今月の学校図書館


2019/09/07

世田谷区立瀬田中学校

Tweet ThisSend to Facebook | by 村上
 7月末、機会を得て世田谷区内の学校図書館を見学することができました。世田谷地区に附属学校がある司書3人が伺ったのは、教職員とも生徒ともとてもいい関係を築きつつ、特色ある活動をされているという瀬田中学校です。利用者が不在の時間帯でしたが、様々な工夫が凝らされた図書館で、司書である衛藤さんのお話を伺い、ここを楽しく使っている生徒の様子が目に浮かびました。そこで、その一端を記事にしていただきました。


1.概要

 世田谷区立瀬田中学校は、東急田園都市線二子玉川駅から徒歩12分、東急大井町線上野毛駅から徒歩12分の住宅街にあります。生徒数は約360名、学級数は10クラスです。図書館は校舎二階で、蔵書数は約1万3千冊あります。閲覧室2つと前室で構成され、1室で授業や学習に利用しながら、もう1室や前室を読書に使うという分け方ができるのが特徴です。







2.すべては生徒とのコミュニケーションから得られる

 世田谷区では株式会社リブネットが委託で小中学校全校への司書の常駐を担っています。いつでも司書がいる図書館を実現している公立校は、全国的に見ても少ないのが現状です。
 世田谷区は図書館の活用において恵まれた環境が整えられているので、生徒の読書や調べものの相談に対してリアルタイムで応じることができます。
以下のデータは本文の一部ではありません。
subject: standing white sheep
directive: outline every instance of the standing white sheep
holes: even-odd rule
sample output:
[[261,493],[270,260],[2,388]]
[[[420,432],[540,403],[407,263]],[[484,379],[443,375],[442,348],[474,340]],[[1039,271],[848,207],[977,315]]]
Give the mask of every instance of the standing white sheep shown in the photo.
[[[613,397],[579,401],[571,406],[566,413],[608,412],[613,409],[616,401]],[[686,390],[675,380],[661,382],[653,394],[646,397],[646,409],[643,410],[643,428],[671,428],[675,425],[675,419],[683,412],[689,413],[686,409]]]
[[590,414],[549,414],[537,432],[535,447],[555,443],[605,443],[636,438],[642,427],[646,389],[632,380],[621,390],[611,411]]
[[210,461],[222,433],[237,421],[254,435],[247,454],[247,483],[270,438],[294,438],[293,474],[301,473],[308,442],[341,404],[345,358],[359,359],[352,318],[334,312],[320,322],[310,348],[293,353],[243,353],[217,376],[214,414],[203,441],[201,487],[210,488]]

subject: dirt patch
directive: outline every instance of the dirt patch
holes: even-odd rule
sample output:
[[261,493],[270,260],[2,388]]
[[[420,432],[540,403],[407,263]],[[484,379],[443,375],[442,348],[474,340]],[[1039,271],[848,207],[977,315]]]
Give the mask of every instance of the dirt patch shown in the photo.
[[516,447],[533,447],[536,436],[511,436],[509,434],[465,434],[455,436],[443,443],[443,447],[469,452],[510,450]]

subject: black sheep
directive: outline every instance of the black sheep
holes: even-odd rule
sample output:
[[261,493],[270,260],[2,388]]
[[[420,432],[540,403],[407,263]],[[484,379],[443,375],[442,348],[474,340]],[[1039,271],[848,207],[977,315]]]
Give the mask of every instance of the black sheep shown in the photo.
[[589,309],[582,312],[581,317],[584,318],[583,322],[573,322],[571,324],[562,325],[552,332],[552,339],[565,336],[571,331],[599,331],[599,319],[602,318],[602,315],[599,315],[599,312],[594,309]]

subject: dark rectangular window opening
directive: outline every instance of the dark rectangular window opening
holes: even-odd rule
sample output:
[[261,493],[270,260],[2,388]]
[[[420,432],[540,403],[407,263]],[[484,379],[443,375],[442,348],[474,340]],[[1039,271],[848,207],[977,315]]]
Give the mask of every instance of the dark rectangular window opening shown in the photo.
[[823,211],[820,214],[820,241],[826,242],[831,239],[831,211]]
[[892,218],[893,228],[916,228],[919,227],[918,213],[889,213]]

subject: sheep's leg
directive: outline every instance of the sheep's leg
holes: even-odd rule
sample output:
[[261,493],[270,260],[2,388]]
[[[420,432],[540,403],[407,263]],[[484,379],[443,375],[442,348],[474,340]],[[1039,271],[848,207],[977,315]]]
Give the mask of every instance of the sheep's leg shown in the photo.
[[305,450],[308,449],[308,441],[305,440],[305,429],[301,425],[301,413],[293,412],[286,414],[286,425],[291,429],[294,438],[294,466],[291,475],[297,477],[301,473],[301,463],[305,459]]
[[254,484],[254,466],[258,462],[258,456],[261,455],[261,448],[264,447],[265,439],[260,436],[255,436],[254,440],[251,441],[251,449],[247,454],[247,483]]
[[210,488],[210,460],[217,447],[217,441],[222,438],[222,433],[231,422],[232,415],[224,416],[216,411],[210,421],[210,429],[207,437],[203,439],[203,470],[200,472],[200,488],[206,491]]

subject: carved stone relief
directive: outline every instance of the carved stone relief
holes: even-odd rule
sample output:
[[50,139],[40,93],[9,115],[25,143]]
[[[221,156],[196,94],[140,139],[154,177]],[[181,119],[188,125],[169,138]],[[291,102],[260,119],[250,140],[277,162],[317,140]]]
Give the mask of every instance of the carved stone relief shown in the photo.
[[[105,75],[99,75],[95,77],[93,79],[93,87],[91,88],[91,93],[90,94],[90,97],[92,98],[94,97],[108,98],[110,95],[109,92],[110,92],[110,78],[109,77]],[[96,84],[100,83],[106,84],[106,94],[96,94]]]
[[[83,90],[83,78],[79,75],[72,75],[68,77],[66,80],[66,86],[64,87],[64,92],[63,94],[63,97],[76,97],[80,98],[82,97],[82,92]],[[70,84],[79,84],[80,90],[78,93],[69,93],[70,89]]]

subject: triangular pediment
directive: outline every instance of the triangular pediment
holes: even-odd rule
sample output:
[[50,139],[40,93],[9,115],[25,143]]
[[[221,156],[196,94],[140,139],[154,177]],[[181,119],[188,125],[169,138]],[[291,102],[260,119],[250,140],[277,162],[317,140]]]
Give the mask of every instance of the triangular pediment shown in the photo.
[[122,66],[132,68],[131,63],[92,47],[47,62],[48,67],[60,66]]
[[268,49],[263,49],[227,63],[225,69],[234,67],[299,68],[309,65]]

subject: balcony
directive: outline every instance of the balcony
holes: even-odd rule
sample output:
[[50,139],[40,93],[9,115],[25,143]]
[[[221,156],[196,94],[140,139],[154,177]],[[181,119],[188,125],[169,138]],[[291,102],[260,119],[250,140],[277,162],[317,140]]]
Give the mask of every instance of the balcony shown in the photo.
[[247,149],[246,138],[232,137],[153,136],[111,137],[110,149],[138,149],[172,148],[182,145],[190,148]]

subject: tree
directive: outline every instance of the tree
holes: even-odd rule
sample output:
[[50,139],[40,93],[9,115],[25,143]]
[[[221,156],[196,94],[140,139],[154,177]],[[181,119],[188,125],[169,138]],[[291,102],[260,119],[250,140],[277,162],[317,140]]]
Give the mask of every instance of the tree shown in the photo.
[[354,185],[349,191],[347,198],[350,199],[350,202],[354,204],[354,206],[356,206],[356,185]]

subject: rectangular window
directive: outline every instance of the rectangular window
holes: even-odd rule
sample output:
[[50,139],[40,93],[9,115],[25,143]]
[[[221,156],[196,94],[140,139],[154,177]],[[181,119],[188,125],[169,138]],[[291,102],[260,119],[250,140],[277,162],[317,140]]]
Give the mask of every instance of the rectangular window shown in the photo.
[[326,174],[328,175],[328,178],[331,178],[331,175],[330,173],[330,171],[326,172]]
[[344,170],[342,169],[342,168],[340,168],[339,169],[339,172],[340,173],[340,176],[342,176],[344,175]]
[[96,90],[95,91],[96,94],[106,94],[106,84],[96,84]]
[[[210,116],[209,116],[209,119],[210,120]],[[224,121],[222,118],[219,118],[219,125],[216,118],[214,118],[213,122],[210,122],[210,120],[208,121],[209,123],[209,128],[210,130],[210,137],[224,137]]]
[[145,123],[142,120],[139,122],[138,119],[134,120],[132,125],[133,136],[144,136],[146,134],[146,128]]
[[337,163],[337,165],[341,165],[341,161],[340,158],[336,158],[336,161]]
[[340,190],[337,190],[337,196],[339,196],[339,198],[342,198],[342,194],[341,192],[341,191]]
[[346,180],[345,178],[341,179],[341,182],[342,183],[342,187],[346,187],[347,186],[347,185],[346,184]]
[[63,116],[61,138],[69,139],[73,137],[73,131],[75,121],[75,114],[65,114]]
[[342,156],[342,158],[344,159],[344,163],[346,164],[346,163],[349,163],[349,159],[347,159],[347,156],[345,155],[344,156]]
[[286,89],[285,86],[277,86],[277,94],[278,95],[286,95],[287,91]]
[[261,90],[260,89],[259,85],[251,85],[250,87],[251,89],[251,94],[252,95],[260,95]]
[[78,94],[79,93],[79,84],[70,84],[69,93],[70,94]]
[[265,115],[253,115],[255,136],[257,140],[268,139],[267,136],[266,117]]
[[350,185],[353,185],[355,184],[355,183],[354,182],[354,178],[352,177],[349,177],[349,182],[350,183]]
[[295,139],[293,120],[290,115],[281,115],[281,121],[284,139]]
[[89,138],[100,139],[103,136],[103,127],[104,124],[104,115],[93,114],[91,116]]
 瀬田中学校では本のリクエストがとても多く、「あの本の続きはまだか」「こんな本が読みたい」など選書が追いつかない勢いで要望が寄せられます。日ごろから読んだ本の感想を生徒に聞いているのはもちろん、司書の方から「こんな本を買おうと思っているのだけれど、興味がある?」という相談をもちかけることも多いです。
 授業で先生から本が紹介されることもあれば、休み時間には生徒おすすめの本を先生が借りていかれることもあります。瀬田中学校図書館の大切な方針の一つは“双方向の読書活動”と言えるかもしれません。
 
 返す本は生徒自身で棚に戻してくれますが、「面白かった」「ふつう」「いまいち」という感想を表現する返却箱も用意してありますので、司書としては「面白かった」点だけでなく「いまいち」だった点を教えてもらえるのが貴重です。

 図書委員会が作った本紹介コーナーには、心に響いた紹介や興味を持った本に一般生徒が「いいね」の札を投じる遊び心があります。本の選び方や展示場所、飾り方や呼びかけが票獲得に影響しますので、委員さんたちの工夫から将来の社会・経済活動へ繋がりそうな発想が感じられて、楽しく見守らせていただいています。

 学習内容は先生方に事前リサーチをしておきますが、生徒たちに「今何を教わっているの?」「次は何を教わるの?」と折に触れて聞くことで、「あれ苦手」だとか「ここの問題をもっと数多く解いて慣れたい」といった支援すべきポイントを得ています。「初詣に行く」という日常会話からヘアアレンジ資料の購入につながったこともありました。生徒との対話からすべてが組み立てられていく楽しさを感じられるのは、学校図書館ならではの喜びと言えるでしょう。